日本は世界5位の農業大国

2010年に書かれた本ですが、農水省の利益のために、日本と韓国しか採用していない「カロリーベース自給率」、それは分母に廃棄されている食糧も含まれていたり、輸出額は減っていたりして「自給」の実態とはあわず、日本の農業に危機感を植え付けるための策略で指標として採用され続けている。

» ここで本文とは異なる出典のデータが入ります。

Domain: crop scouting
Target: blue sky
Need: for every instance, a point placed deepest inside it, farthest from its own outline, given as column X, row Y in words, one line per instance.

生産額ベースであれば、自給率は68%あり、生産額の規模は日本は世界5位の農業大国であるとのこと。この本はお恥ずかしながら、つい最近まで知らなかったが、TPPの是非論や、日本の農業を輸出する機運が高まるなど、この5年間ほどで、なんにとなく論調に多様性がでてきている気がします。これこそが専門領域を持つジャーナリストが執筆する本のお手本の一つでしょう。公表されていない生産額ベースの食糧自給率を他国との比較したところがFactとしては大きく、米、バター、豚など、具体的な事象において農水省の謀略の全体像も納得感があります。この本の続編はいまのタイミングで読みたいのと、著者が遺伝子組み換えの話や日本の農薬の問題などをどのように考えているか、知りたい気がしました。食の安全も、様々な意見があり、素人では判断が付きにくい状況であり、ジャーナリストの視点が必要です。